J'ai donc été très agréablement surpris de découvrir que les 450 premières pages contiennent les premiers chapitres publiés de la troisième partie qui était alors en cours d'écriture lors du décès de Müsil. Les cent pages suivantes ont également été données à la publication, mais avaient été reprises pour être retravaillées éventuellement. le niveau d'écriture y est d'ailleurs tout aussi brillant que l'est celui du tome 1 et nous pouvons ainsi suivre le cours du roman pour 550 pages.
Ulrich s'est alors complètement lassé de se divertir de son ennui en servant de secrétaire à l'action parallèle. Il se concentre alors complètement à vivre une relation incestueuse avec Agathe. Il ne voit presque plus personnes, hormis le brave et rondelet général Stumm, qui passe de temps à autre, en donnant des nouvelles et en cherchant conseil pour tenter de sortir Ulrich de son isolement afin de le rendre utile à nouveau à l'action parallèle.
En ce qui concerne la scandaleuse relation entre le frère et la soeur, elle permet un reflet féminin de l'homme sans qualité.

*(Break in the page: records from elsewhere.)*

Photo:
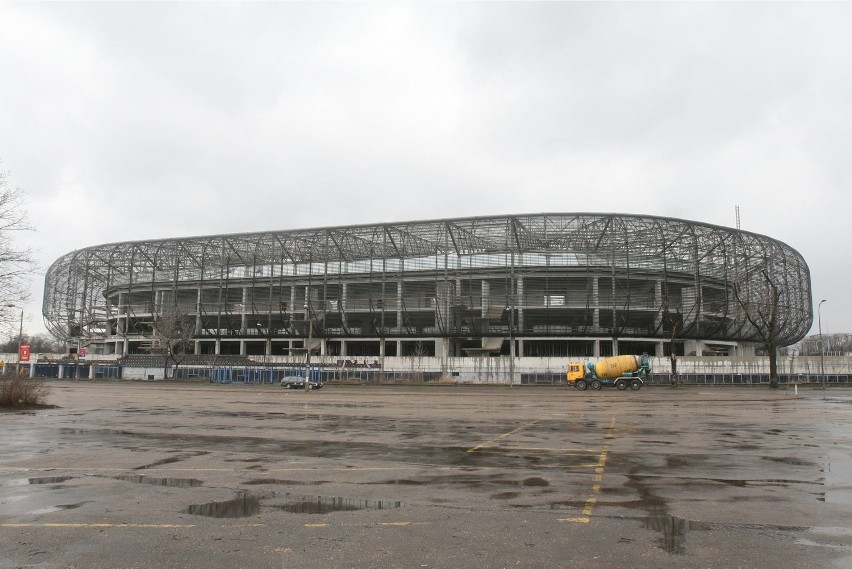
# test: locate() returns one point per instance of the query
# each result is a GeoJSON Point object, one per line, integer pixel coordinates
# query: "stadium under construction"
{"type": "Point", "coordinates": [532, 285]}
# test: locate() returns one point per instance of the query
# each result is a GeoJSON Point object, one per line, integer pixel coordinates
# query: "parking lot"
{"type": "Point", "coordinates": [162, 475]}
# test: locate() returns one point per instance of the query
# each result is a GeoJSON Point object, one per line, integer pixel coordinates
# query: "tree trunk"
{"type": "Point", "coordinates": [773, 365]}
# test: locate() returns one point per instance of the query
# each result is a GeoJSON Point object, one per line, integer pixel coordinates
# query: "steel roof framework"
{"type": "Point", "coordinates": [629, 250]}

Agathe trouvera aussi, à son tour un pendant masculin à la Bona Dea du premier tome en un professeur veuf dont le caractère morale ressemble à celui de Kant, mais en plus fragile. Cette ébauche aboutit sur la lecture que fait Agathe de textes brouillons écrits par Ulrich sur le sentiment.
S'ensuivent quelques 200 pages données à la publication par Müsil, puis reprises pour être retravaillées. L'écriture n'est désormais plus à la hauteur du roman à partir d'ici. La synthèse entre les réflexions à la trame narratrice n'a pas encore été arrangée. Müsil se contente de faire lire des brouillons d'Ulrich à Agathe où de nous faire entrer dans la réflexion intérieure d'un Ulrich se préparant à écrire un article sur le sujet. L'essentiel de ces pages présente une conception du sentiment qu'Ulrich développe, conception qui, pour l'essentiel, exprime en termes plus actuels ce qu'on trouve déjà dans les traités de Hume et de Descartes sur les passions et le sentiment. le tout est intéressant, mais manque de fini.
S'ensuit une véritable exploration au pays de l'écriture de Müsil. Les conversations y sont souvent données laconiquement avec les noms précédents chaque échange, comme pour une pièce de théâtre, et quelques descriptions d'un vêtement, d'un rire, d'un meuble liés à cette conversation se trouvent parfois ensuite données, séparément, diverses ébauches d'un même passage et plusieurs indications d'auteur sont données entre parenthèses, etc.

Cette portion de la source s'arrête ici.